Granted, Android Police’s report mentioned that Qualcomm is looking to support third-party games stores, which could make games like Fortnite, Genshin Impact, and other popular titles available on Qualcomm’s handheld. But it’s important to remember that anyone playing those games already has a device to play it on, which means Qualcomm has to deliver something unique that no other device has, which seems like a real challenge consider how hard Qualcomm is cribbing from Nintendo’s playbook. Ask yourself: What special feature could Qualcomm implement on its Switch clone that would make you choose it over an actual Switch or traditional console?

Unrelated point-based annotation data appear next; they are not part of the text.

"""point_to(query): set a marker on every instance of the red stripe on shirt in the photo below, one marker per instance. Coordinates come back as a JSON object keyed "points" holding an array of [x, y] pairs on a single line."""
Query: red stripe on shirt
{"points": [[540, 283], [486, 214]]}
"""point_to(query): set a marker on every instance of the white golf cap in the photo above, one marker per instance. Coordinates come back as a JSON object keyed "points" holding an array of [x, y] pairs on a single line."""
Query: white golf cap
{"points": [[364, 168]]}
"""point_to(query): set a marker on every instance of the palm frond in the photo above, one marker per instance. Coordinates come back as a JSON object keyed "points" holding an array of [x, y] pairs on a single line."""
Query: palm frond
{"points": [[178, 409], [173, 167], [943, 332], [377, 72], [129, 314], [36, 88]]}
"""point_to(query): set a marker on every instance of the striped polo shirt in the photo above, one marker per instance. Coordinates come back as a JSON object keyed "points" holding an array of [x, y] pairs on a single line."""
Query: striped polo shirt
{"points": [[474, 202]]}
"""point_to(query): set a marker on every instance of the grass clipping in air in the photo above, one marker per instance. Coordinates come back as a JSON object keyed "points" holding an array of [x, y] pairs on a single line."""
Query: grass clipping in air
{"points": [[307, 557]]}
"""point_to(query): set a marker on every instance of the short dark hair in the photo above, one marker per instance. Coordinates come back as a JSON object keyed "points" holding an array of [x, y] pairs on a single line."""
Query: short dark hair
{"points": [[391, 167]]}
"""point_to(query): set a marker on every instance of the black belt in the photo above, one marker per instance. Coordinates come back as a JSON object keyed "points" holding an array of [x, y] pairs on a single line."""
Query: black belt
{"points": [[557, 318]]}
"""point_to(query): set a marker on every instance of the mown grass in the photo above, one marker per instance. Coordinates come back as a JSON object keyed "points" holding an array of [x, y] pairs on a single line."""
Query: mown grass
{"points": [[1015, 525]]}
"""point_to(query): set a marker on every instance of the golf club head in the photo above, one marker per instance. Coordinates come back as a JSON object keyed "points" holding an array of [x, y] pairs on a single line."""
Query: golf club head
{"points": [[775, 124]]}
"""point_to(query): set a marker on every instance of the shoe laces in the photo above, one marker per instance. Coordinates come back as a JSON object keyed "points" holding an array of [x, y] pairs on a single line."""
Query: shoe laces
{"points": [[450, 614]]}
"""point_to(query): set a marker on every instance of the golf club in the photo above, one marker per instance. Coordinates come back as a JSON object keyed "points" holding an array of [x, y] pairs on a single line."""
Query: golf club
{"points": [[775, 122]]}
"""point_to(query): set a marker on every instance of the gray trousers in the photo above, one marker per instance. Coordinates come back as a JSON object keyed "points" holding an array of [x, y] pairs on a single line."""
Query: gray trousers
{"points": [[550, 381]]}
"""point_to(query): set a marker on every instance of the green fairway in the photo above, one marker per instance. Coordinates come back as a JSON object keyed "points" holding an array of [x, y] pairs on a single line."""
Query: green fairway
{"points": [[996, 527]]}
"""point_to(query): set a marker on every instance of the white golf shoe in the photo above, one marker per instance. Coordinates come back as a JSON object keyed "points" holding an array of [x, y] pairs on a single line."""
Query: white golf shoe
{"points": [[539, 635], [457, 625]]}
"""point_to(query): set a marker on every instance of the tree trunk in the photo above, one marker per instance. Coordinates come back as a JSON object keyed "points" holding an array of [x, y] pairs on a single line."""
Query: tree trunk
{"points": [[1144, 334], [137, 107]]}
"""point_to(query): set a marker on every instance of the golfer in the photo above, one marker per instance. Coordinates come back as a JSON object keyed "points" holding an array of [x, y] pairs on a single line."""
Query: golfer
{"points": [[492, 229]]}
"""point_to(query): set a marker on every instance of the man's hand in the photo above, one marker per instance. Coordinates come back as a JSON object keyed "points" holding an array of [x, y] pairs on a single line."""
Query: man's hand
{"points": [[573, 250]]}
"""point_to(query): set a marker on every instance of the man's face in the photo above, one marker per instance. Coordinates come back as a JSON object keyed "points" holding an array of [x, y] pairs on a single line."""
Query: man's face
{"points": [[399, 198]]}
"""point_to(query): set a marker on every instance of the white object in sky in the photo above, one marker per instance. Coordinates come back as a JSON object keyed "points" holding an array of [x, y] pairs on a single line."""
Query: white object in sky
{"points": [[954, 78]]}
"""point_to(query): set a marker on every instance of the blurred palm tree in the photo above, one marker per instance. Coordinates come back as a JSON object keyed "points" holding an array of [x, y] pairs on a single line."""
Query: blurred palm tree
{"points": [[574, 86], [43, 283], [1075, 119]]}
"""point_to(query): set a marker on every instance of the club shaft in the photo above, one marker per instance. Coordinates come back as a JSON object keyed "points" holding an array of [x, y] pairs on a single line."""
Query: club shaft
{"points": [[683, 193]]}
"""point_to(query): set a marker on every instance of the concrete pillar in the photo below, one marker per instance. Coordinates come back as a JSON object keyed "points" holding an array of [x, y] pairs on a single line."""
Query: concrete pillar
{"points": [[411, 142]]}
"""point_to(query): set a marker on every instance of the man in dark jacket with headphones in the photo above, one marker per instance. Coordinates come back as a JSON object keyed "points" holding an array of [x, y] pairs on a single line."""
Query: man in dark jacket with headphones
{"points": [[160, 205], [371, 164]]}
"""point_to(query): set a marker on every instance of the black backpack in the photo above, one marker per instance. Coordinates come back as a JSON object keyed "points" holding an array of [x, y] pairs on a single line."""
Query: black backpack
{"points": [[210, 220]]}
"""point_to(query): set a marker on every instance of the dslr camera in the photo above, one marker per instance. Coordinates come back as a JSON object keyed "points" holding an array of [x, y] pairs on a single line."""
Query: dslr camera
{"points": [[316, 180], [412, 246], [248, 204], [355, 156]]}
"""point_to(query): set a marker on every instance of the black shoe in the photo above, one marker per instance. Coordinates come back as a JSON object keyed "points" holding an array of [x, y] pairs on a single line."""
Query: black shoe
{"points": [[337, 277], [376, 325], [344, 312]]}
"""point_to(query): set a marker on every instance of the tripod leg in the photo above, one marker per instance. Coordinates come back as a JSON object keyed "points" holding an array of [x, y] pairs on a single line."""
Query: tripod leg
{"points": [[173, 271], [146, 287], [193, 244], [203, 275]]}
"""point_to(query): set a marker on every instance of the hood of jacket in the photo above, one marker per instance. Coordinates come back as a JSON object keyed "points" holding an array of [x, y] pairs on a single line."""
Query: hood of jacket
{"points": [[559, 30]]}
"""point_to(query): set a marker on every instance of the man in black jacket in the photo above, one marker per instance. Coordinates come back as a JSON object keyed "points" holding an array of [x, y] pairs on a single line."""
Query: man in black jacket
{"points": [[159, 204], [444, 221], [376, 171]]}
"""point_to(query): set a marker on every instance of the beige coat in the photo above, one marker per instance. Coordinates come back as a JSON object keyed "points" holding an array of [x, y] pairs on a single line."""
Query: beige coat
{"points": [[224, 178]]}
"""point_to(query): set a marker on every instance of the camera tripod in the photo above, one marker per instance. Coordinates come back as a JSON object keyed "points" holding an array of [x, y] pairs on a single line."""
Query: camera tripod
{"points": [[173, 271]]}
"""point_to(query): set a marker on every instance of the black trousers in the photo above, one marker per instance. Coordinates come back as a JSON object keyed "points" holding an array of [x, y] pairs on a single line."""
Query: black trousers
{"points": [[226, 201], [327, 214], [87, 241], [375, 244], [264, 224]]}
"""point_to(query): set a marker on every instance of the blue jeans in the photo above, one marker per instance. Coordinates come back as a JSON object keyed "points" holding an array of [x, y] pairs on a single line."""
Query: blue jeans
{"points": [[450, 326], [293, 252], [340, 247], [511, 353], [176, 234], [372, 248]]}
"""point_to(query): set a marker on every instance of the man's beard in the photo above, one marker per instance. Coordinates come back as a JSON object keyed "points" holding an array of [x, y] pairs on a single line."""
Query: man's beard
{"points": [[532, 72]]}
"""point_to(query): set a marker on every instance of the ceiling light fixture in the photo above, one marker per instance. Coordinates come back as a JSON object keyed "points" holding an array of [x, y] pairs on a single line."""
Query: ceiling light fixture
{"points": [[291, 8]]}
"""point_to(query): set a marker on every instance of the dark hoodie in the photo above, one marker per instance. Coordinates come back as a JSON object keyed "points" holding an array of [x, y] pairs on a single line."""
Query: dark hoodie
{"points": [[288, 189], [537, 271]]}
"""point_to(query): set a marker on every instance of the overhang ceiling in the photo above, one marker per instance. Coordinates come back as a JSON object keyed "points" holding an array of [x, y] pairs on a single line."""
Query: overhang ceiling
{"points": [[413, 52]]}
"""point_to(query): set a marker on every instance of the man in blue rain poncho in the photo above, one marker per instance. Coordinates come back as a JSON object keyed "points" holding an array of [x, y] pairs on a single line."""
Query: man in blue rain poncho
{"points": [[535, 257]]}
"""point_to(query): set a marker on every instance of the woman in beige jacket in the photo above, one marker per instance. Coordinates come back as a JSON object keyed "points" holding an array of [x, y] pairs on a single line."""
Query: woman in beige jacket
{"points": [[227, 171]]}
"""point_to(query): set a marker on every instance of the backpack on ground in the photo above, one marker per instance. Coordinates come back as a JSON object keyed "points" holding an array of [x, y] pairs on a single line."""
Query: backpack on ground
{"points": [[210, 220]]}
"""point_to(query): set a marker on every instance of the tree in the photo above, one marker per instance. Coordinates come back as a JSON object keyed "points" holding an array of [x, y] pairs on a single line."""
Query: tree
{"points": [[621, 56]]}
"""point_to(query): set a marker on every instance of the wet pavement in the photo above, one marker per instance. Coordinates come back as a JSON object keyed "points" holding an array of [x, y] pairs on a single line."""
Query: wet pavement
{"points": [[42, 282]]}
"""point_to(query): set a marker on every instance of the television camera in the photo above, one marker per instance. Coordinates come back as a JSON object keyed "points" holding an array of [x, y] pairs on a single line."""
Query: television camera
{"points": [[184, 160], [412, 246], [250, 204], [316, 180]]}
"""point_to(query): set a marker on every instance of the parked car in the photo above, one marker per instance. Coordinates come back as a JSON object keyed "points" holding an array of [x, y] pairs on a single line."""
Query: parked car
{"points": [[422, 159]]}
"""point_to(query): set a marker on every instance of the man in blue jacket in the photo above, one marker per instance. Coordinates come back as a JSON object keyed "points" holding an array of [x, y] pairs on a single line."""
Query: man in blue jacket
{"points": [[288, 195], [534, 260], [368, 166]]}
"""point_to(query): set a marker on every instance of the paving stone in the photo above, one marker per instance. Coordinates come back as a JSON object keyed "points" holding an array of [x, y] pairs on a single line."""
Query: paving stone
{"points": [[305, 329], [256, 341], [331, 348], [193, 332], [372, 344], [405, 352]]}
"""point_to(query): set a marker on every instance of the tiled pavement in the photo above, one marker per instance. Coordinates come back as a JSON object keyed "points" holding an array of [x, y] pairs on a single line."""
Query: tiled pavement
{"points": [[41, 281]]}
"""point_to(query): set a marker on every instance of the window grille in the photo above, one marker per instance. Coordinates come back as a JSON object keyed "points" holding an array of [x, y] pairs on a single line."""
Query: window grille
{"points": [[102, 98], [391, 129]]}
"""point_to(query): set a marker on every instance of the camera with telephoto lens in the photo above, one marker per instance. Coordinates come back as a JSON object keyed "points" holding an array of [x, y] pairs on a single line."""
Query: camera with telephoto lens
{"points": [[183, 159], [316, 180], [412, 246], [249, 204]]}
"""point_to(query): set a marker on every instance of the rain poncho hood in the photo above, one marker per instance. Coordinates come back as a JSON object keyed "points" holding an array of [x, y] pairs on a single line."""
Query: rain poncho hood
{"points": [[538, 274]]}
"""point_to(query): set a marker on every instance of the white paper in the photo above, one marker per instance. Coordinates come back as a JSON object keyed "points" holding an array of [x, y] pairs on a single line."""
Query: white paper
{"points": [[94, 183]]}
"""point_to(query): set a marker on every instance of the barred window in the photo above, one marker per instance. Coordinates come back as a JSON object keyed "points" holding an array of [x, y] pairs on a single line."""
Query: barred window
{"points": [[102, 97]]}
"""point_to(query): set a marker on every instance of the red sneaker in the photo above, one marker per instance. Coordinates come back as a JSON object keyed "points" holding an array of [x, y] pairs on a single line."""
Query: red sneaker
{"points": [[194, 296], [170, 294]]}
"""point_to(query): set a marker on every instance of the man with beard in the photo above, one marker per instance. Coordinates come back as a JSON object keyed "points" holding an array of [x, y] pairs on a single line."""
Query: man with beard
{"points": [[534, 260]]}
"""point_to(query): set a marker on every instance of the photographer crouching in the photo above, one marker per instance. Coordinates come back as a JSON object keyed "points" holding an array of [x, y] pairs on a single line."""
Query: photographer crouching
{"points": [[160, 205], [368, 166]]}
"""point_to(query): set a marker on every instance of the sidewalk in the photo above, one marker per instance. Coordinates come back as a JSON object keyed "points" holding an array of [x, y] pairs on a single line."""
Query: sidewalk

But then things get even trickier if you believe recent reports that Nintendo could released a revamped Switch with better performance and a more premium display potentially before the end of the year. If Nintendo can deliver, that would make any handheld console Qualcomm can deliver in early 2022 even less attractive.
But perhaps the biggest argument against Qualcomm’s rumored Switch clone are all the other Switch clones that have failed to gain significant traction. Last year at CES, Dell showed off a PC-based Switch-like concept device called Project UFO, but after more than 14 months, we still haven’t gotten any updates about Project UFO ever hitting the market. And this year, Lenovo teamed up with NEC to create the LaVie Mini, which is another Switch clone with removable controllers built from PC parts.
And then there are lesser-known companies like GPD who make neat little devices like the Win 3, not to mention the millions of phones that can be converted into a portable console via controller accessories or touch controls. It’s been four years since the Switch came out, and to think that Qualcomm—a company that doesn’t make consumer gadgets—will be able to recreate the success of the Switch when countless others have tried and failed seems like a herculean task.
I’m not going to say Qualcomm’s portable console plans are 100% doomed, but from where I’m sitting, the odds of victory seem slim at best.
And yet, I’m still incredibly curious to see them try. Heck, maybe Qualcomm can stumble onto a winning formula, or somehow the growth of 5G will radically change how we use handheld consoles. (It’s unlikely in the short term, but hey, who knows). So let me ask you, is a portable video game console made by Qualcomm something you’d like to see?